It's just after 11pm on Thursday, and Amar'e Stoudemire is on a stage in a banquet room at the W Hotel accepting a humanitarian award for his work in Sierra Leone—building water wells, fact finding, spreading the game of basketball—this past offseason. The high-minded event, thrown by 944 Magazine, is an atypical opening to NBA All-Star Weekend festivities, and one that might suggest a toned down and buttoned-up four days ahead.
But when the applause dies down, the Phoenix Suns big man descends from the stage, claps his hands together, and bellows a question for all to hear.
"Where the party bus at?"
The bash has begun, but getting there won't be easy. En route to the exit, Stoudemire will glad-hand with local politicos, slap fives with Raptor Chris Bosh, hit up the red carpet for interviews with the celebrity rags, and graciously pose for countless photos with fans.
It's all in a day's work for one of the hosts of this year's All-Star weekend, whether he likes it or not.
"I don't like a lot of attention," Stoudemire says. "If nobody noticed me, that'd be phenomenal. But when you're blessed with a 6-10 frame, you can't hide. And especially not this weekend."
Outside the hotel, we climb inside Stoudemire's ride. What he calls a "party van" is a chauffeured, blinged-out mini-tour bus with neon lights, a liquor cabinet and, if the thumping bass is any indication, a very capable sound system. But it isn't exactly a party. Slumped in the back amongst childhood friends and a few employees, Stoudemire asks the driver to turn down the music.
"This is pretty much I how roll, man, with a small, close group of friends and a chill vibe," he says.
"The ladies might come," he kids. "But not until the end."
That's because there are many places to be and much work to be done—recession or not. These are tough times and All-Star weekend is feeling it. The number of traveling media at this year's festivities is down. Ditto the number of parties. (Brand Jordan is one conspicuous absence.)
But there are signs that things are more or less as they've always been. The All-Star itinerary is loaded with events co-hosted by captains of commerce and heroes of the hardcourt. Among the parties: a bash from Steve Nash and vitaminwater; one from D-Wade and his pals at T-Mobile; and the annual Two Kings party thrown by LeBron James, Jay-Z and Sprite Green.
Thursday's main event was the always reliable EA party, where DJ Jazzy Jeff rocked the house and NBAers like Danny Granger and Jameer Nelson rocked NBA Live '09. (Sort of. Nelson and Granger, playing with the virtual Magic and Pacers, respectively, might've set a record for most bricked jumpers in one sitting. "My defensive strategy," said Granger, "is to let Jameer shoot.")

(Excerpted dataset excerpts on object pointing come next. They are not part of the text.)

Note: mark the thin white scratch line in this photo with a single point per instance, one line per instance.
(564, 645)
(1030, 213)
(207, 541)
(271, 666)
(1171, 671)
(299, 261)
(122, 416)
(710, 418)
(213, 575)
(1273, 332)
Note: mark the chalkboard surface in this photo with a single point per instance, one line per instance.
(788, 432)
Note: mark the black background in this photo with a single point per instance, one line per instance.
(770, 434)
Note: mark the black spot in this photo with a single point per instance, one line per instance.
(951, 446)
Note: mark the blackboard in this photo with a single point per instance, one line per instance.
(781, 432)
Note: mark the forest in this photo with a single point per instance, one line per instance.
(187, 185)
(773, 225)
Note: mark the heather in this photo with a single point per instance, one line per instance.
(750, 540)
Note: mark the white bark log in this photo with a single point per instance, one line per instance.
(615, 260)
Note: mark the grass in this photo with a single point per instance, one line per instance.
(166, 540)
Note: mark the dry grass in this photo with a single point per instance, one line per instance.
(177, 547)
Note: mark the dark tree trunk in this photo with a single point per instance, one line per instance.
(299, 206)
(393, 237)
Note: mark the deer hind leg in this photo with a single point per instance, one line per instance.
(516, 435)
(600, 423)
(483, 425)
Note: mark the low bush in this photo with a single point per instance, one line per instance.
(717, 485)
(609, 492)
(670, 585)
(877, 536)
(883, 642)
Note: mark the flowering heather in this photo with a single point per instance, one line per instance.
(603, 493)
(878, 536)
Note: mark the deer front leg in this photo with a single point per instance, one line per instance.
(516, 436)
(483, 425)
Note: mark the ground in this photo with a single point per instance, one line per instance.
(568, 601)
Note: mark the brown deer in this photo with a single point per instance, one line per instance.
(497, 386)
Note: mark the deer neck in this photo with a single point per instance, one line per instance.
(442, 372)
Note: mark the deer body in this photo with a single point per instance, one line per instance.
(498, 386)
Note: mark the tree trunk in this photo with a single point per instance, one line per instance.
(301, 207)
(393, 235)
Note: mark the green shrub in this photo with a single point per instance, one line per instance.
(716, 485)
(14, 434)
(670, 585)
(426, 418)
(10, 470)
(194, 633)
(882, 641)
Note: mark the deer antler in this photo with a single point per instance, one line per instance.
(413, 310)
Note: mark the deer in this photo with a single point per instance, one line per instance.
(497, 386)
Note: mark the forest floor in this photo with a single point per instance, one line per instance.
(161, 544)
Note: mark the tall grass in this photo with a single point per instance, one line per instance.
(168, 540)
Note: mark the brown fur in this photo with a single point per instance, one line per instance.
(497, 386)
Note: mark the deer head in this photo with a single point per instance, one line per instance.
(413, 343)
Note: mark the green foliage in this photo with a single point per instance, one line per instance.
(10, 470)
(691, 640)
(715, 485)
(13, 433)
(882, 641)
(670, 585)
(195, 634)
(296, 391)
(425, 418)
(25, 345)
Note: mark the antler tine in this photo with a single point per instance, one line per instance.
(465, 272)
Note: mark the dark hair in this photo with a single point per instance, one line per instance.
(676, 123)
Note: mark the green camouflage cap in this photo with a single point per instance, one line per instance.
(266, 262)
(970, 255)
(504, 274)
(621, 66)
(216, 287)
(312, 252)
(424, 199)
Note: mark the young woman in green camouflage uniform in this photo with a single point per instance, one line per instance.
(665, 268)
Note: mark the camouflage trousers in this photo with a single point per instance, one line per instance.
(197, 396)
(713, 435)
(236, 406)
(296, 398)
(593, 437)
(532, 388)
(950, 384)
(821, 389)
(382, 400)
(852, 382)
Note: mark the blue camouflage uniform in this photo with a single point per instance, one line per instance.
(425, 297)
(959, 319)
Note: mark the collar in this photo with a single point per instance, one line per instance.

Nobody, though, has a busier schedule than Stoudemire. He's been tapped to co-host at least two events per night, including two with rapper T.I. And right now, we're on our way to Stoudemire's Downtown, Amar'e's namesake restaurant across the street from U.S. Airways Center, for a party held in honor of his Stoudemire's new music label, Hypocalypto Records.
"I'm trying to live up to my responsibilities," Stoudemire explains. "With all these celebrities coming to Phoenix, we wanna show them a good time. When out-of-towners come here, they think it's a desert, scorching hot. But it's an amazing city. Great weather, clean environment, great golfing, great sports teams like the Cardinals and Diamondbacks, and it's one of the greatest party cities in the country."
"It's beautiful," he says. "That's why I want to remain a Phoenix Sun."
Ah, yes. Stoudemire is tipping his cap to the swirling trade rumors that have him leaving town before this month's trade deadline. He's asked if the rumors have dampened his spirits on a weekend that he was supposed to own.
"No, not at all," he says emphatically. "Not at all."
"When you play in the NBA, you hope for a long, healthy, prosperous career with your team, but you never know what the next day may bring. So the time I'm having now, hosting the All-Star game and playing for the Suns, you can't help but have fun."
And there's more fun ahead. We swing by Stoudemire's Phoenix condo to pick-up a few more of his pals and, a few minutes later, we're curbside, outside Stoudemire's Downtown, before a throng several hundred strong. Immediately, Amar'e is swarmed, fielding fist-bumps, backslaps, and plenty of pleas from ladies with hiked-up skirts.
"Amar'e, get me in!" yelps one. "Please? I'm your biggest fan!"
Tonight, Amar'e Stoudemire is the favorite Sun.